In the final humiliation of his 21 months in power, Mr Wahid and his family will leave Jakarta's Freedom Palace this afternoon, bringing to an end a bizarre three-day impasse. On Monday, he was unanimously voted out by the national assembly, but he continued to insist that he was the rightful president, even as the woman who replaced him, Megawati Sukarnoputri, was preparing her new government.

Mr Wahid will swap his presidential office for a hospital bed, flying to America to be treated for stress. But yesterday he promised to return to politics, and accused Mrs Megawati of being a tool of reactionary military officers.

"They used the quarrel between the politicians to set up their own rule, which I think will slide little by little to the old ways," Mr Wahid said.

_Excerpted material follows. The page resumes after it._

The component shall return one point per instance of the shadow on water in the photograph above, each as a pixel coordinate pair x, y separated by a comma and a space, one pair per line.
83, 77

His daughter and close adviser, Yenny Zannubah, said that after his return he would "build up a new power base". She said: "This is not the end of a chapter – this is just a comma in the sentence." In a highly symbolic act on her first full day as President, Mrs Megawati travelled to East Java to pray at the grave of her father, Indonesia's founding president, Sukarno. In Jakarta, meanwhile, MPs a fierce struggle was going on for the vice-presidency, a post that will influence the direction of Mrs Megawati's new government. After two rounds of voting late last night, it appeared to be a run-off between the leaders of the biggest Muslim party and Golkar, the party founded by the former dictator, Suharto.

The new President how faces the challenge of forming a coalition government which includes Golkar but can push ahead with political reform.